The Bull Valley Annexation Referendum — 1 Comment

  1. Having been recently informed of this “unbiased” and “informative” blog, I had to stop by and see what all the commotion was about. I live just outside the Village of Bull Valley municipal limits and I am appalled at the slanderous attack against this fine community and its Village leaders.

    Here are the facts that I can glean from this website and from the public record (which interestingly enough is not fully or accurately disclosed in the postings by the author and blog owner of this site) Tsk Tsk.

    1. The subject property that is on the November 4, 2008 Referendum was legally annexed by the Village of Bull Valley as documented in court proceedings that the Village was a party to.
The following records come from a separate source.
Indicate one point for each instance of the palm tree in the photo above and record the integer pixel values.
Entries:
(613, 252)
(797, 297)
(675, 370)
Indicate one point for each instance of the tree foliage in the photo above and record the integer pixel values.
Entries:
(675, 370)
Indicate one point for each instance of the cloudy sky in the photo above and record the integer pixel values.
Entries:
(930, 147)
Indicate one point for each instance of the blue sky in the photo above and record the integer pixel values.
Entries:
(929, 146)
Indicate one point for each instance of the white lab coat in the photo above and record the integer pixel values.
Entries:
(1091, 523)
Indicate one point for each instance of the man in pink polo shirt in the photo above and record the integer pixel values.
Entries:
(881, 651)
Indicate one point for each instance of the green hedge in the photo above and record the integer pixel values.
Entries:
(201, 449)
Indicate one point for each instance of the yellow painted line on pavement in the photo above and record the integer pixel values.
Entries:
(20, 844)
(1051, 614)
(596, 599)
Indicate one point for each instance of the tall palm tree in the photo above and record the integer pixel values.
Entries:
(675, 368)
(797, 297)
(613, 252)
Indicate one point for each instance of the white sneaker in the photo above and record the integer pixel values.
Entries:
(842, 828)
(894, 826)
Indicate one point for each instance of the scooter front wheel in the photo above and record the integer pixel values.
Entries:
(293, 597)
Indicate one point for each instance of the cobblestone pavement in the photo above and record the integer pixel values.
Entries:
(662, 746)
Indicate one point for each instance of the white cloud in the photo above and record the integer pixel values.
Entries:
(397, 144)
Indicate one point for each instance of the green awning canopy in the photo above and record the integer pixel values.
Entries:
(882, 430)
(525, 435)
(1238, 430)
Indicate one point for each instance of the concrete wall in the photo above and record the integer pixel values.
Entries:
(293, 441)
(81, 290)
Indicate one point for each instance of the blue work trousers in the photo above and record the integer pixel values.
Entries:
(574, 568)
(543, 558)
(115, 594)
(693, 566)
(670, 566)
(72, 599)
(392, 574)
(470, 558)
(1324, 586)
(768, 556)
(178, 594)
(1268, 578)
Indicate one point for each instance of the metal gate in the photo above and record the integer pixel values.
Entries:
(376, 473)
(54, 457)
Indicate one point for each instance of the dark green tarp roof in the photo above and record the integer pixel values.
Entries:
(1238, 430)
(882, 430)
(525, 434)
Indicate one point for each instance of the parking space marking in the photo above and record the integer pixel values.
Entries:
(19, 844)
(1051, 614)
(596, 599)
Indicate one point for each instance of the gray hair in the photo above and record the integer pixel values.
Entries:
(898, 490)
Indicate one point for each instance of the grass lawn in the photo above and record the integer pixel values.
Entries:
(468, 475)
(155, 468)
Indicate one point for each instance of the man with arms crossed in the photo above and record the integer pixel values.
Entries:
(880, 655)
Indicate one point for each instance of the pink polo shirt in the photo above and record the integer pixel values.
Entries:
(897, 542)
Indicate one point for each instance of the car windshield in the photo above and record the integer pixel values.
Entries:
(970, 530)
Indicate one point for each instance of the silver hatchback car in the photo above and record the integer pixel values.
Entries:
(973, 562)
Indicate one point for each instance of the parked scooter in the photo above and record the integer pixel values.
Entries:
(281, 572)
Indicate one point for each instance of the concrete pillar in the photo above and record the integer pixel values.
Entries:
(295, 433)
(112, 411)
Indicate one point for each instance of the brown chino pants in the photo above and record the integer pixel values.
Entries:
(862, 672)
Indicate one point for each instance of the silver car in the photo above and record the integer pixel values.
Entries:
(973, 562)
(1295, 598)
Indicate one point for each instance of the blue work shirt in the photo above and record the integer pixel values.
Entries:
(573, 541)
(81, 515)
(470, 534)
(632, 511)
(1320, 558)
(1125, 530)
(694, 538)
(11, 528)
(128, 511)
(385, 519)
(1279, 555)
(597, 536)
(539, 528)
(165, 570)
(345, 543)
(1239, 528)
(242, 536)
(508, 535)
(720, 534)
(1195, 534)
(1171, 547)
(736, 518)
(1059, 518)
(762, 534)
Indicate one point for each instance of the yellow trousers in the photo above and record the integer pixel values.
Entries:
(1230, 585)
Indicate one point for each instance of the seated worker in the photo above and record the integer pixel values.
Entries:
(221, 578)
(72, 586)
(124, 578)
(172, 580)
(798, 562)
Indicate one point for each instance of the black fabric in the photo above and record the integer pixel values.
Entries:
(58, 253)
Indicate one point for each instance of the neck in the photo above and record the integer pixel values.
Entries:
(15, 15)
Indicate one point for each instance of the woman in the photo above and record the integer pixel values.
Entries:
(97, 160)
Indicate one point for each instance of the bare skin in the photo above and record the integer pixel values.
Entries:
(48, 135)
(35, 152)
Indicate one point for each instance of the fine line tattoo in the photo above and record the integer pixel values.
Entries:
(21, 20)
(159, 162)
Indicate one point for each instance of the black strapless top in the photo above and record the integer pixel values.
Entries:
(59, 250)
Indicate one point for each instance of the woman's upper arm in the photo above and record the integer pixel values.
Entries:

    2. Both the author and blog owner of this site, the law firm of Robert J. Wagner PC and the law firm of Peter Callas have enriched themselves by dragging this matter to the November 4th election. The law firm of Robert J. Wagner PC, using a hard to locate website (due to its hard to remember URL) has claimed that the Village has spent funds on defending the Village’s LEGAL ANNEXATION of the property, the real truth is that the “bad actors” in this matter are not the Bull Valley officials. Rather it is the two aforementioned law firms and a certain blogger that have caused unnecessary costs to the VIllage of Bull Valley. But this is the American way, correct?

    3. It would be interesting to see as public record the fees(direct and indirect) that the two law firms and this site’s blogger have received from the estate(s) or alleged heirs.

    4. It would seem that the main motivation here is to enrich the lawyers. Not the lawyers representing the Village of Bull Valley but rather the lawyers who have sent at least 4 mailings (at the expense of their deceased client(s)).

    In my view, the Village of Bull Valley has continued to do what is best for the residents of Bull Valley and the surrounding county neighbors; protect the rural nature of the area and ensure that the density of any proposed development does not cause irreparable harm to the beauty of this wonderful area.

    God bless us all and please vote Yes on this referendum on November 4th.